- Genre: Documentary
- Based on: It’s Me, Edward Wayne Edwards, the Serial Killer You Never Heard Of by John Cameron
- Starring: Wayne Wolfe; John Cameron;
- Composer: Shrapnel Music
- Country of origin: United States
- Original language: English
- No. of episodes: 6

Production
- Executive producers: Jimmy Fox; Layla Smith; Gregory J. Lipstone; Wayne Wolfe; Kenneth Dale Borill; Leonid Leonov; Jackson Nguyen; Todd Crites;
- Producer: Charlotte Glover
- Cinematography: Todd Crites
- Running time: 40–43 minutes
- Production companies: All3Media America; Main Event Media; Turn Left Productions;

Original release
- Network: Paramount Network
- Release: April 16 – May 21, 2018

= It Was Him: The Many Murders of Ed Edwards =

It Was Him: The Many Murders of Ed Edwards is an American documentary television series that premiered on April 16, 2018 on Paramount Network.

==Premise==
It Was Him: The Many Murders of Ed Edwards follows Wayne Wolfe who "discovered that his real grandfather was the deceased killer Ed Edwards who was convicted of five cold cases in his 70s, but had potentially embarked on a decades-long murder spree. The series examines the infamous murderer through an investigation led by Wolfe and John Cameron, a cold-case expert and retired detective who has been investigating Edwards for almost a decade. Cameron’s meticulously compiled evidence has Edwards as the ultimate suspect in some of the most well-known murder cases, including the Zodiac Killer, Laci Peterson and many more."

==Production==
===Development===
On November 10, 2016, it was announced that Spike had given the production a series order. The limited series was expected to air under a new "Spike Serialized" franchise for limited-run non-scripted series. The production was developed by Objective Media Group’s Jimmy Fox, who will executive produce, along with Wolfe and the showrunning team Jackson Nguyen and Todd Crites of Turn Left Productions. Additional executive producers included Leonid Leonov and Kenny Dale Borill as well as Objective/All3Media's Layla Smith and Greg Lipstone.
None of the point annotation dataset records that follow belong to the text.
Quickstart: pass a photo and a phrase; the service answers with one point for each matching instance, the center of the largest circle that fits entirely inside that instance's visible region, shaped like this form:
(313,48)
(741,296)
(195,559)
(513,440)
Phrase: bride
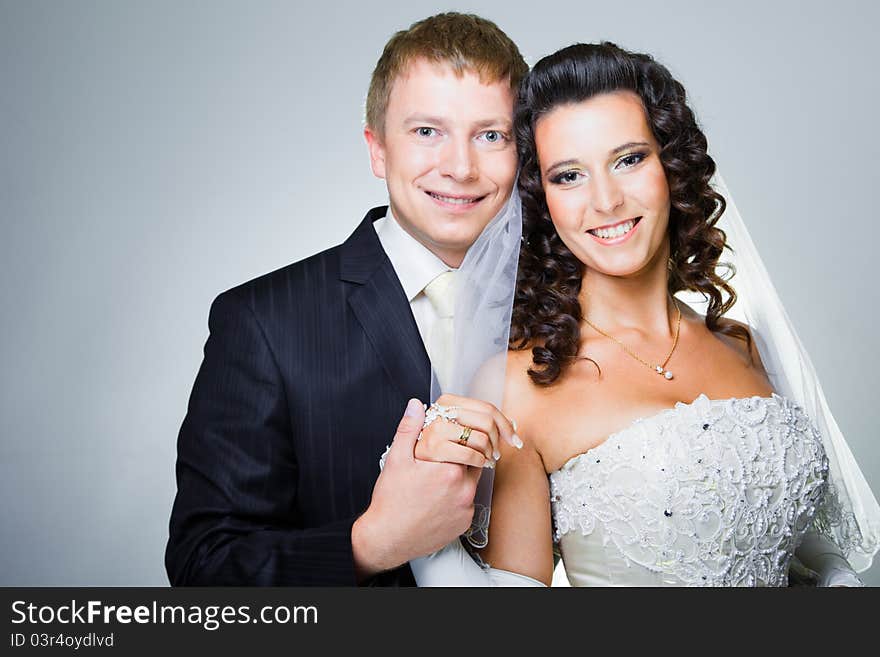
(660,446)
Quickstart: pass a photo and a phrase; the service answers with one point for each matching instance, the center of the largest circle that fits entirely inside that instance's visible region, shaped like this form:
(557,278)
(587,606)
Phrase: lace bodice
(711,493)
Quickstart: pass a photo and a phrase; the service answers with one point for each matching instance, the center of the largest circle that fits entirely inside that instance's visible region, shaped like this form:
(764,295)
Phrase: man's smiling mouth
(455,199)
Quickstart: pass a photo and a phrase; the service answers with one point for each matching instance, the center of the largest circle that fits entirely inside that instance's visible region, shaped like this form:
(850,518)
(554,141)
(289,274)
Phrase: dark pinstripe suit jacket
(306,374)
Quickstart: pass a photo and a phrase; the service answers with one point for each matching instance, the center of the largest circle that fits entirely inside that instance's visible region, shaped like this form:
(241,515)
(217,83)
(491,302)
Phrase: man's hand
(440,441)
(417,506)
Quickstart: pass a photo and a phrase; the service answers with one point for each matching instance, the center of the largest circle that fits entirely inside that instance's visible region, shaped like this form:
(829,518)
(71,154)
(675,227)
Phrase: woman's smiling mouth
(615,233)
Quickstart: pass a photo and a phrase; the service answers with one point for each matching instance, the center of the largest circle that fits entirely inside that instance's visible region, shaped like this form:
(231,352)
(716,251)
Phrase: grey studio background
(155,154)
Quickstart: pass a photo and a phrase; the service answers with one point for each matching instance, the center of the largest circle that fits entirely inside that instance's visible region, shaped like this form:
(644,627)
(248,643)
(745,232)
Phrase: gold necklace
(660,369)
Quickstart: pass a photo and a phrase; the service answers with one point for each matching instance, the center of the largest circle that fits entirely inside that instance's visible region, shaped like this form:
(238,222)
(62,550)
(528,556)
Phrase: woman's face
(605,185)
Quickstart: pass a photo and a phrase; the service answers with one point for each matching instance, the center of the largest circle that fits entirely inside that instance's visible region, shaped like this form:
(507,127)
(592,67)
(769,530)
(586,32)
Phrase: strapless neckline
(702,398)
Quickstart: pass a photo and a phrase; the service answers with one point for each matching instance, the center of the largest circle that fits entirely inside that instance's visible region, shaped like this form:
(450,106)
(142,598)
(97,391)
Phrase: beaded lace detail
(712,493)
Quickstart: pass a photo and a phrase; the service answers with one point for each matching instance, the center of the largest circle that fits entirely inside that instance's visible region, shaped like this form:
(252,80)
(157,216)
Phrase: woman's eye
(630,160)
(566,178)
(493,136)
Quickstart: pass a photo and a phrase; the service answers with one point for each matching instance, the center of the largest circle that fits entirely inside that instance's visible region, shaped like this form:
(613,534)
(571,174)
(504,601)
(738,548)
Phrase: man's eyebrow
(423,119)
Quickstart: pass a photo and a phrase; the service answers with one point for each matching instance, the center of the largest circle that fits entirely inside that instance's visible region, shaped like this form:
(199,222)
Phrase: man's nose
(458,161)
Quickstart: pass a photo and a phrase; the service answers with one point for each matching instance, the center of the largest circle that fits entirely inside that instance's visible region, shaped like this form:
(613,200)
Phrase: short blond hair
(467,43)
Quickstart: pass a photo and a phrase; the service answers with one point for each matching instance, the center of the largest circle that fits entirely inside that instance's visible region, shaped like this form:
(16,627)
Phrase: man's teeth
(454,200)
(614,231)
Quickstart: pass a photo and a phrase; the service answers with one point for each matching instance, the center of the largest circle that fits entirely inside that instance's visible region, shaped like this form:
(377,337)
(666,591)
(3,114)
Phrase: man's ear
(377,152)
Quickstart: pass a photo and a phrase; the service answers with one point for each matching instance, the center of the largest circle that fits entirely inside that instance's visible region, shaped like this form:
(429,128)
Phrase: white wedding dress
(710,493)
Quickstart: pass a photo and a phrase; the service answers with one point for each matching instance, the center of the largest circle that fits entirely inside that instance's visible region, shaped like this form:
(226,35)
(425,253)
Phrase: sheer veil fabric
(849,515)
(485,284)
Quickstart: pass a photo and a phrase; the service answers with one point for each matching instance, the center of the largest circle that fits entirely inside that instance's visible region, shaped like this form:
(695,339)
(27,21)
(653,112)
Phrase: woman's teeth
(454,200)
(614,231)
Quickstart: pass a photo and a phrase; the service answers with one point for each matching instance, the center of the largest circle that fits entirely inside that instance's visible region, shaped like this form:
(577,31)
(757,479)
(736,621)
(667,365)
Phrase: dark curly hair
(546,313)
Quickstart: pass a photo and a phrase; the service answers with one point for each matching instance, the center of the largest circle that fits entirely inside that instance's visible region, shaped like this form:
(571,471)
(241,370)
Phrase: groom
(308,369)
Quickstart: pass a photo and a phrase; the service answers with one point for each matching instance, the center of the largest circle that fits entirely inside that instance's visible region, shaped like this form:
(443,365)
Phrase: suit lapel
(380,305)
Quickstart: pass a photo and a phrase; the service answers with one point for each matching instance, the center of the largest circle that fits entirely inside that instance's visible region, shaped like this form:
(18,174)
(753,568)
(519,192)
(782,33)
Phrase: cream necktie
(441,294)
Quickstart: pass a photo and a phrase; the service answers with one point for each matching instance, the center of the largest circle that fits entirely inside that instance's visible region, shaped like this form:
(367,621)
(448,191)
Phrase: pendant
(666,373)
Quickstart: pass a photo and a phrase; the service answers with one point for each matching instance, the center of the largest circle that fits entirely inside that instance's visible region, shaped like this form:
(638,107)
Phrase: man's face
(447,155)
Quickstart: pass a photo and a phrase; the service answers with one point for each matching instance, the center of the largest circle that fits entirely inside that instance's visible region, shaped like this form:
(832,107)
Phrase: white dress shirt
(415,266)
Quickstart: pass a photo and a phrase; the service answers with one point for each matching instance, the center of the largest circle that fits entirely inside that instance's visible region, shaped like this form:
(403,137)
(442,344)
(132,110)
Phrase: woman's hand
(446,441)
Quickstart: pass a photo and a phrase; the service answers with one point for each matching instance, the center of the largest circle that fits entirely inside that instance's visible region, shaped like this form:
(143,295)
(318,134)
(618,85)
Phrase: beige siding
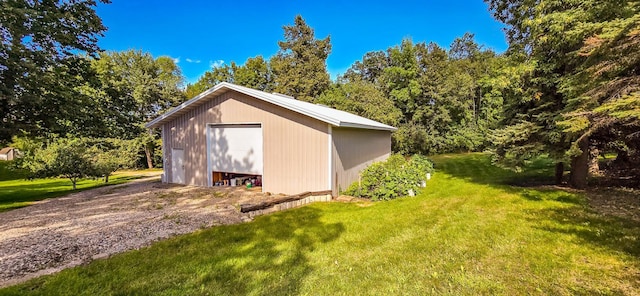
(353,150)
(295,146)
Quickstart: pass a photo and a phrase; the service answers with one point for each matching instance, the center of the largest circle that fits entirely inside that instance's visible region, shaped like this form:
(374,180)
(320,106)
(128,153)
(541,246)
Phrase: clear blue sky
(199,34)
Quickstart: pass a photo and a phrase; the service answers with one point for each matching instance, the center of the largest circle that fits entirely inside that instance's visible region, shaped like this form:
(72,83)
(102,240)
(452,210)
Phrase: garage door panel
(237,149)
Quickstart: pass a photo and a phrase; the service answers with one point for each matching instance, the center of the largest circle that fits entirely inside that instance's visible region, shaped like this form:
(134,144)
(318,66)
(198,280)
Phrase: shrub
(393,178)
On March 16, 2018, it was announced that the series would premiere on Paramount Network on April 16, 2018.

==Release==
===Marketing===
Alongside the announcement of the series' premiere, Paramount Network released the official trailer.

==Episodes==

| No. | Title | Original release date | U.S. viewers (millions) |
|---|---|---|---|
| 1 | "The Killer Gene" | April 16, 2018 | 0.234 |
| 2 | "Slaves in the After Life" | April 23, 2018 | 0.266 |
| 3 | "Child Killer" | April 30, 2018 | 0.234 |
| 4 | "A Double-Life" | May 7, 2018 | 0.212 |
| 5 | "Mama's Boy" | May 14, 2018 | 0.211 |
| 6 | "The Nail in the Coffin" | May 21, 2018 | 0.109 |

==Reception==
In a mixed review, The Hollywood Reporters Daniel Fienberg described the series as "half outlandish serial killer conspiracy theory, half portrait of obsession, neither completely satisfying" and said that it was "often disturbing, occasionally entertaining, never convincing."